Set UMASK value only for non root users

You could just put umask 022 in your root's .profile/.bashrc and have 077 as a default in your /etc/login.defs.

The umask shell builtin makes the umask system call which sets process-inheritable the umask property: a umask call set in one process affects all descendants of that process (unless they themselves make a umask call), so to set a umask for "user", you need to call umask in a process from which all user processes descend (the login shell and/or the shell through which sudo commands are invoked).

How to set system wide umask?

Both Debian and Ubuntu ship with pam_umask. This allows you to configure umask in /etc/login.defs and have them apply system-wide, regardless of how a user logs in.

To enable it, you may need to add a line to /etc/pam.d/common-session reading

session optional pam_umask.so

or it may already be enabled. Then edit /etc/login.defs and change the UMASK line to

UMASK           002

(the default is 022).

Note that users may still override umask in their own ~/.profile or ~/.bashrc or similar, but (at least on new Debian and Ubuntu installations) there shouldn't be any overriding of umask in /etc/profile or /etc/bash.bashrc. (If there are, just remove them.)

Setting a Umask value for a particular directory and not a user

If you want everybody to be able to write into that directory, but that the files remained owned by directory owner, you could do from your Unix/Linux terminal:

chmod 1775 <complete path>/MAIN_OUTPUT

Then from time to time, directory owner can come here and give permissions to everyone, since he still owns the file.

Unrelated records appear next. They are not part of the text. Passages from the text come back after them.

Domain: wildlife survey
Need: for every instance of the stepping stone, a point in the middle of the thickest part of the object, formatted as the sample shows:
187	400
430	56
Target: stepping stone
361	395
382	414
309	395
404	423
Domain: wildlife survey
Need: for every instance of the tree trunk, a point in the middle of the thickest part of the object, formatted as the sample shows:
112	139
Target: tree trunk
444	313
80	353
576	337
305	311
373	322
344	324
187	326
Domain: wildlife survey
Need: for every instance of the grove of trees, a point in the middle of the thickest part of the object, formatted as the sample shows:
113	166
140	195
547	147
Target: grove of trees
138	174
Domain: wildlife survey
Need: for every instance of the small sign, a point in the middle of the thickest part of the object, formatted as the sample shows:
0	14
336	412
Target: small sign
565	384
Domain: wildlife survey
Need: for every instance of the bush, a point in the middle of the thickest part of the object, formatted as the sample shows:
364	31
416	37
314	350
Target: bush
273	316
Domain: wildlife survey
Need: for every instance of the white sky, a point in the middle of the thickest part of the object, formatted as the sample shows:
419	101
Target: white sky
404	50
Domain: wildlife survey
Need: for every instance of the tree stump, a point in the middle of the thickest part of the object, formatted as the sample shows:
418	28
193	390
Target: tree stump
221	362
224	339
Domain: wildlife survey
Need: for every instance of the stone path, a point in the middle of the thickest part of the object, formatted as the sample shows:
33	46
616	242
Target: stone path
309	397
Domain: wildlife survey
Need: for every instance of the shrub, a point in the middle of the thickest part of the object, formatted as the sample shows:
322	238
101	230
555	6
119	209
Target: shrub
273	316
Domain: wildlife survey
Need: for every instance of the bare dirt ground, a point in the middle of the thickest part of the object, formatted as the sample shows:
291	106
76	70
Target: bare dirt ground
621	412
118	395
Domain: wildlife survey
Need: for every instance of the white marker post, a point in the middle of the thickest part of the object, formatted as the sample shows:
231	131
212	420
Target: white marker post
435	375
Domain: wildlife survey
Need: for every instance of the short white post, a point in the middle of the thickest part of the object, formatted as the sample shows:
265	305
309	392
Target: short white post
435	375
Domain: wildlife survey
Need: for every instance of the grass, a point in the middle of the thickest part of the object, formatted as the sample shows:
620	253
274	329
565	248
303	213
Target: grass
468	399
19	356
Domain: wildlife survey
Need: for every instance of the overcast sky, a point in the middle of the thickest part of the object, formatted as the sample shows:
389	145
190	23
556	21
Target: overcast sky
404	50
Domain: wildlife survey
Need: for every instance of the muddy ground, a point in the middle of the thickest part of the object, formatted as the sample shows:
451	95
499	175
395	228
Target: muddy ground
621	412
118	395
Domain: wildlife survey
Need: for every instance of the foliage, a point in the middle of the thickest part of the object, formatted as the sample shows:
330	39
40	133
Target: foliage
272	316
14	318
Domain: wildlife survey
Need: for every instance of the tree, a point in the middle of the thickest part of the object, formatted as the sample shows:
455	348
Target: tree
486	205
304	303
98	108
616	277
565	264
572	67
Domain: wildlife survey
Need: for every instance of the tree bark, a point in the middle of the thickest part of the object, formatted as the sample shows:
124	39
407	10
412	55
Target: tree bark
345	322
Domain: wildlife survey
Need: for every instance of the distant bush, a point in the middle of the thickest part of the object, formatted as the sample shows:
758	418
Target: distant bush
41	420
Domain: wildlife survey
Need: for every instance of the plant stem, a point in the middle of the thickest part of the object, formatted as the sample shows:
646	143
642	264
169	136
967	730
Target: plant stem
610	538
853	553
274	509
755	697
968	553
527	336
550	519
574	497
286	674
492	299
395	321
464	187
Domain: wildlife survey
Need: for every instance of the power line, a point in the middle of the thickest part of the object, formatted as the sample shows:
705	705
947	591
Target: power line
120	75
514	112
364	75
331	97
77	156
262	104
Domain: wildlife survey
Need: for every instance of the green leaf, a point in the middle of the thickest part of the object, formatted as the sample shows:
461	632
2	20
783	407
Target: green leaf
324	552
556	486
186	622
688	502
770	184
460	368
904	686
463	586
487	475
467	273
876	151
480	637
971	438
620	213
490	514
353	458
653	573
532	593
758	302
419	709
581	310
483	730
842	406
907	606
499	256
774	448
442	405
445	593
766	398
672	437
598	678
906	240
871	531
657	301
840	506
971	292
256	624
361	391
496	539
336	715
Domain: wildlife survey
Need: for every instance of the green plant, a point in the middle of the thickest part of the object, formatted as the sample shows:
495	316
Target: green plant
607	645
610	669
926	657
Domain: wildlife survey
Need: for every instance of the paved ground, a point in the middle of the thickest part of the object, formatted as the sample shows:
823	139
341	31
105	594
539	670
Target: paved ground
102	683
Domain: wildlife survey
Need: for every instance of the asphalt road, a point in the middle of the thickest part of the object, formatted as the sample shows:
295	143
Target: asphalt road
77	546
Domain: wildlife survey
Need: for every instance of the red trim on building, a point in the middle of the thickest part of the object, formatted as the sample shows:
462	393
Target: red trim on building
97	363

You may find more expertise on http://unix.stackexchange.com though.

How to set umask for www-data user?

I hope this will work, Please try this way

Manually edit /etc/systemd/system/multi-user.target.wants/ php7.0-fpm.service file and add UMask=0002 line inside [Service] section.

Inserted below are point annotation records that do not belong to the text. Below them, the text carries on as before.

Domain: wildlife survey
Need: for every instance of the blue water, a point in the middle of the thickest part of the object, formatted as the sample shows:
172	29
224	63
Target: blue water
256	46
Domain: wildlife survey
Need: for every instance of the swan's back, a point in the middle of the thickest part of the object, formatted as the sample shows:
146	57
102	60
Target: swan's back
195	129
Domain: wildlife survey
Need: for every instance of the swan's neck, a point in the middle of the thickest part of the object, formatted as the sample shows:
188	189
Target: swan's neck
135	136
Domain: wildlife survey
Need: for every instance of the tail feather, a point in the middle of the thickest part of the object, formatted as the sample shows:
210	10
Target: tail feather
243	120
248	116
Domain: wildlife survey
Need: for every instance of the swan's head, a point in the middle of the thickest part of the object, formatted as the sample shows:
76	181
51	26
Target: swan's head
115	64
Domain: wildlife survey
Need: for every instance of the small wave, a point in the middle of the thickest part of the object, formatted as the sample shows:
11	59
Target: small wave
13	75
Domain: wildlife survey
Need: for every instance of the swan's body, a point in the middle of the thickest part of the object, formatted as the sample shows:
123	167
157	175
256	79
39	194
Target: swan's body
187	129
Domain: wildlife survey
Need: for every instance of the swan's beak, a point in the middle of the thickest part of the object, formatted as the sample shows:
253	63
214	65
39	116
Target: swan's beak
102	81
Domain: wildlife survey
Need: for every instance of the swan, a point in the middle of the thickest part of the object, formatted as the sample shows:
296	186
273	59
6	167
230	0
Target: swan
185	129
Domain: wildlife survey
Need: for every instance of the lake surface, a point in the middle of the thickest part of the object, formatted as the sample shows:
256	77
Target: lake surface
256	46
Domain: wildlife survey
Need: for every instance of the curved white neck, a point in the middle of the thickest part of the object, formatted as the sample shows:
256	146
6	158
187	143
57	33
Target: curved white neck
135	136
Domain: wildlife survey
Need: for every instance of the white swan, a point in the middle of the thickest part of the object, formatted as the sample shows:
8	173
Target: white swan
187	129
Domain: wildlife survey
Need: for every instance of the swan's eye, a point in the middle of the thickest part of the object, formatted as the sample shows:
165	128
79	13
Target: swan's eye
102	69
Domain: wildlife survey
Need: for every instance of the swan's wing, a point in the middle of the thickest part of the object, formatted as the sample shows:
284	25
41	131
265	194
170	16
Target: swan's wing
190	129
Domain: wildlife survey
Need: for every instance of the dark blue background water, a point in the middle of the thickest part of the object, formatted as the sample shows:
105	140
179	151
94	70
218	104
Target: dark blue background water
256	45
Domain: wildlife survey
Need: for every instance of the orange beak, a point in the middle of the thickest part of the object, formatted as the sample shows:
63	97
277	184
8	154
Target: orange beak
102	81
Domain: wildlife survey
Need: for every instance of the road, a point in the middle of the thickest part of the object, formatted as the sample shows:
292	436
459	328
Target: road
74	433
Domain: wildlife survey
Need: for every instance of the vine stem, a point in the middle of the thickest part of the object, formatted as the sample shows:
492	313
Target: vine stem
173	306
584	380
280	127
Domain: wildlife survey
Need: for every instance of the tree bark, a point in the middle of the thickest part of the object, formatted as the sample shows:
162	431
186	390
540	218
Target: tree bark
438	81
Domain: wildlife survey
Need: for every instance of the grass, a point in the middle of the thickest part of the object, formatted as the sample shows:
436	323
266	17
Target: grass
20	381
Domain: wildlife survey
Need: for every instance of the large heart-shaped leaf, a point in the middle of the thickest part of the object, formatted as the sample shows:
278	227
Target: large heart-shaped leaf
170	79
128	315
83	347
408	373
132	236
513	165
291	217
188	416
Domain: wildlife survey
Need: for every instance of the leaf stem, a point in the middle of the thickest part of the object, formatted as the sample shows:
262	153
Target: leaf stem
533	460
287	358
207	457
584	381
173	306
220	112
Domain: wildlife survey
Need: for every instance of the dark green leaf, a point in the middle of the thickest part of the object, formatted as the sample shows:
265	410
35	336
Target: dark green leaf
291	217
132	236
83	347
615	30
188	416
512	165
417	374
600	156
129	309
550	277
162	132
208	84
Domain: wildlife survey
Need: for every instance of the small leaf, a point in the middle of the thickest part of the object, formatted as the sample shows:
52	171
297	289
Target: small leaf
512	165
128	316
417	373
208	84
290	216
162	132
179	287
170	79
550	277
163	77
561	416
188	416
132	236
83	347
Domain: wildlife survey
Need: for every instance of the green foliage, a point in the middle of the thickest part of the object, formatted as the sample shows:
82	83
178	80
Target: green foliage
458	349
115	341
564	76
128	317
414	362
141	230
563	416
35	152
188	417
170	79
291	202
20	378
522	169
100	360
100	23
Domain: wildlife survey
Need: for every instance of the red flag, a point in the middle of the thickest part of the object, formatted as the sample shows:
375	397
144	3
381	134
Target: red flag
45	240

Previously, it was like this.

Sample Image

then

Run command systemctl daemon-reload

then

Run command systemctl restart php7.0-fpm.service

Now the service file looks like this:

[Unit]
Description = The PHP FastCGI Process Manager
After = network.target

[Service]
Type = notify
PIDFile = /var/run/php/php7.0-fpm.pid
ExecStartPre = /usr/lib/php/php7.0-fpm-checkconf
ExecStart = /usr/sbin/php-fpm7.0 --nodaemonize --fpm-config /etc/php/7.0/fpm/php-fpm.conf
ExecReload = /bin/kill -USR2 $MAINPID
; Added to set umask for files created by PHP
UMask = 0002

[Install]
WantedBy = multi-user.target

NB : You can not use systemctl edit php7.0-fpm.service command as edit option was introduced in systemctl version 218 but Debian 8 ships with version 215.

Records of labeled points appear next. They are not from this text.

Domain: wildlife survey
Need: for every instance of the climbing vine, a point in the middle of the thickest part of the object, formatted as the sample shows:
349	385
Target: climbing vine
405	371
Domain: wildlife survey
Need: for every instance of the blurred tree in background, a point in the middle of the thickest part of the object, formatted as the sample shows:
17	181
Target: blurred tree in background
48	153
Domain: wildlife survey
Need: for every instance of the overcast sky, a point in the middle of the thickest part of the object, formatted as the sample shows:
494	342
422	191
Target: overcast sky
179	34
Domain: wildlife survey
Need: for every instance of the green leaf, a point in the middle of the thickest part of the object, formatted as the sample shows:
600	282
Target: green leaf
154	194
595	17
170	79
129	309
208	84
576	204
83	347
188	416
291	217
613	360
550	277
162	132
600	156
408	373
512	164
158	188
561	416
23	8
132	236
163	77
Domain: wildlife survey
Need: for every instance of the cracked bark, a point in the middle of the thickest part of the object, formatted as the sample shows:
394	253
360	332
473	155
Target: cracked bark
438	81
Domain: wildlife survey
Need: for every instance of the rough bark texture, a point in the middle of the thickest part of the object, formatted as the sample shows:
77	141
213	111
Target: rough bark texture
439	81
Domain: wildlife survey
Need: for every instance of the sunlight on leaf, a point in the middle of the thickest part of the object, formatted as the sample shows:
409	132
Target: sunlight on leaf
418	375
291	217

How to set umask for php5-fpm on Debian?

I was able to set the umask for php5-fpm service by editing it's unit.service file as suggested here and here. The complete and working solution for Debian 8 is this:

  1. Manually edit /etc/systemd/system/multi-user.target.wants/php5-fpm.service file and add UMask=0002 line inside [Service] section.
  2. Run command systemctl daemon-reload
  3. Run command systemctl restart php5-fpm.service

Now the service file looks like this:

[Unit]
Description = The PHP FastCGI Process Manager
After = network.target

[Service]
Type = notify
PIDFile = /var/run/php5-fpm.pid
ExecStartPre = /usr/lib/php5/php5-fpm-checkconf
ExecStart = /usr/sbin/php5-fpm --nodaemonize --fpm-config /etc/php5/fpm/php-fpm.conf
ExecReload = /bin/kill -USR2 $MAINPID
; Added to set umask for files created by PHP
UMask = 0002

[Install]
WantedBy = multi-user.target

Note that:

  1. You can not use systemctl edit php5-fpm.service command as edit option was introduced in systemctl version 218 but Debian 8 ships with version 215.
  2. Adding *.conf file as suggested in comments for this answer did not work for me, but maybe I messed up something (comments are welcome for this as editing unit file is not something that I feel comfortable with).

How to set umask in UNIX in a way that default file permission is rwx (777)?

In short, there is no guarantee you can make that. Longer version in this detailed post:
https://unix.stackexchange.com/questions/287278/why-doesnt-umask-change-execute-permissions-on-files

Setting the umask of the Apache user

Apache inherits its umask from its parent process (i.e. the process starting Apache); this should typically be the /etc/init.d/ script. So put a umask command in that script.